We also check that the commit messages match the change they contain. Do single commits make sense on their own? Does my understanding of the change improves? If not then the commit might be too fine grain.

At last we review our questions and raise questions and doubts left unanswered directly to the author.

Raise first questions and issues that have the biggest impact on the change and have long term impact on the system. Raise issues which have to do with understanding and correctness.

Questions about concepts, interfaces and specification of tests should therefore be addressed first. Questions that can help make the change more economical in the concepts it introduces and local expertise it requires are useful in the long run. 7

We try to assess correctness mostly through the analysis of the tests. This mimicks the situation of a future maintainer tasked with refactoring the implementation, and tries to assess whether tests form an economical executable description of the system's specifications.

Finally we raise issues/doubts about the implementation and other engineering concerns such as risky runtime behaviors, performance/memory usage.

Use care and apply good etiquette when you raise your issues. Respect the author8 and assume that they have asked themselves many of the same questions you are asking yourself. Ask what compromises or trade-offs were made (maybe they were unfortunately left undocumented in commit messages or documentation). Plain matters of taste "issues" are best left out.

2 Thanks

Julien Kirch, Mike Verdone for their kind review and suggestions.

Footnotes:

1

Even a single person forms a team. This person today as an author and the many subtly changed persons that they will tomorrow become as maintainers.

2

And this, from a long time. Early examples can be found in "The profiles of software designers and producers" by Peter Naur, quoted as follows in the NATO Software Engineering Conference Review (1968)

This way of developing the software and its documentation also allows for mutual review, check, and criticism within small groups of software programmers. This should take place frequently while the work is in progress and can very well be done within groups of two people who look into another’s work. In my experience this is a highly effective way of organizing the software work

3

A discipline of using checklists is a powerful way to introduce more objectivity and predictability inside a practice.

4

See also Peter Naur "Programming As Theory Building"

5

Any practice produces results outside of their official purpose, while failing to deliver some of its intended results. In any complex organisation these remain either taboo, undiscovered or informal. Like with drugs some of the results may be positive or negative.

6

Software systems and teams exist in a context. A mature codebase with many users demands respect of its users' data and time, so correctness and stability is highly important. Interfaces are reused throughout the system so their stability is also important.

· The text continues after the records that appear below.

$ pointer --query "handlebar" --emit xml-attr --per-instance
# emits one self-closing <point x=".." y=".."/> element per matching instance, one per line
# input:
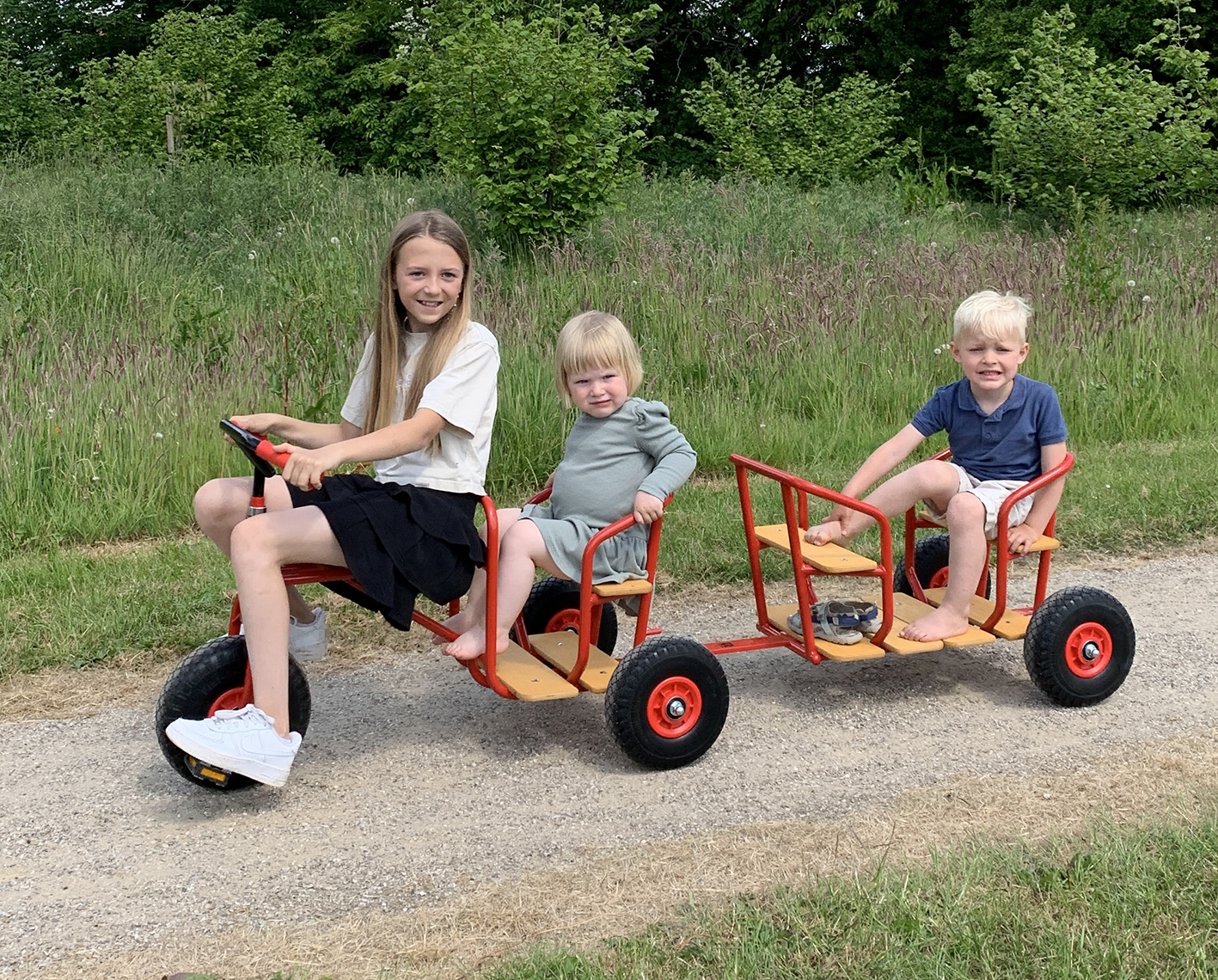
<point x="257" y="448"/>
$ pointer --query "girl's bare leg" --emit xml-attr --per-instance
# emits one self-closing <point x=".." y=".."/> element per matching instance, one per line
<point x="966" y="561"/>
<point x="475" y="605"/>
<point x="260" y="546"/>
<point x="520" y="554"/>
<point x="221" y="505"/>
<point x="932" y="480"/>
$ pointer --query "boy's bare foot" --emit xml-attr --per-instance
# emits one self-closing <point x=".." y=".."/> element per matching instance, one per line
<point x="938" y="625"/>
<point x="825" y="533"/>
<point x="472" y="644"/>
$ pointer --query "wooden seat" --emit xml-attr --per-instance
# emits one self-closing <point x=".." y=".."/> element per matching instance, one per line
<point x="840" y="652"/>
<point x="826" y="558"/>
<point x="529" y="678"/>
<point x="908" y="609"/>
<point x="616" y="590"/>
<point x="1011" y="626"/>
<point x="560" y="649"/>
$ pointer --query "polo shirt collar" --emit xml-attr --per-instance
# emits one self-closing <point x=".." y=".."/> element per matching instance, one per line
<point x="966" y="402"/>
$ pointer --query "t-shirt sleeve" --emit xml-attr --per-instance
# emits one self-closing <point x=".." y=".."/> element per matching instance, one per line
<point x="663" y="441"/>
<point x="356" y="406"/>
<point x="467" y="388"/>
<point x="1050" y="424"/>
<point x="933" y="415"/>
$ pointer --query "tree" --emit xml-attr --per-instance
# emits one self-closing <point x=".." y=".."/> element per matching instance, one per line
<point x="1069" y="128"/>
<point x="771" y="128"/>
<point x="532" y="110"/>
<point x="212" y="77"/>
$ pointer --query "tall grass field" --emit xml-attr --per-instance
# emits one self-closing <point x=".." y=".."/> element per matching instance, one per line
<point x="139" y="304"/>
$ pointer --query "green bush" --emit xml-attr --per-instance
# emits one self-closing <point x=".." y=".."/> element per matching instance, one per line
<point x="32" y="107"/>
<point x="532" y="112"/>
<point x="774" y="129"/>
<point x="210" y="75"/>
<point x="1068" y="128"/>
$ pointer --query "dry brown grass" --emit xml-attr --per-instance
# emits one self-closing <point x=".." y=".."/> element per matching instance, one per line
<point x="608" y="892"/>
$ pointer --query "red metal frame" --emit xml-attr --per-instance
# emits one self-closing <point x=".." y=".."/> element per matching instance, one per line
<point x="484" y="672"/>
<point x="1002" y="555"/>
<point x="796" y="492"/>
<point x="591" y="603"/>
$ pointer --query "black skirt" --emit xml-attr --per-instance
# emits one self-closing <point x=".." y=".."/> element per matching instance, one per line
<point x="399" y="541"/>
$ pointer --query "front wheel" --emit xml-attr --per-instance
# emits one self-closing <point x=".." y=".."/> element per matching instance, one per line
<point x="554" y="605"/>
<point x="212" y="678"/>
<point x="666" y="701"/>
<point x="1080" y="646"/>
<point x="931" y="565"/>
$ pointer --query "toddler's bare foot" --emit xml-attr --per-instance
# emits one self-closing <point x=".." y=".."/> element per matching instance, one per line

On the other hand during the exploratory phase of a feature or system, when concept are not entirely settled, properties such as how quickly the system can be changed can lead us to desire a compact and small code base that preserves many options open at the expense of interface stability.

7

As a system gets developped and a team focuses on its parts one at a time, a codebase will almost always become larger than what its team can be the expert of.

8

I usually prefer to give final say to the author unless questions of ethics or morals arise. Team members should feel empowered to the maximum extent reasonable. Ultimately the change is under their responsibility and they also have spent more time thinking about the change than any reviewer has.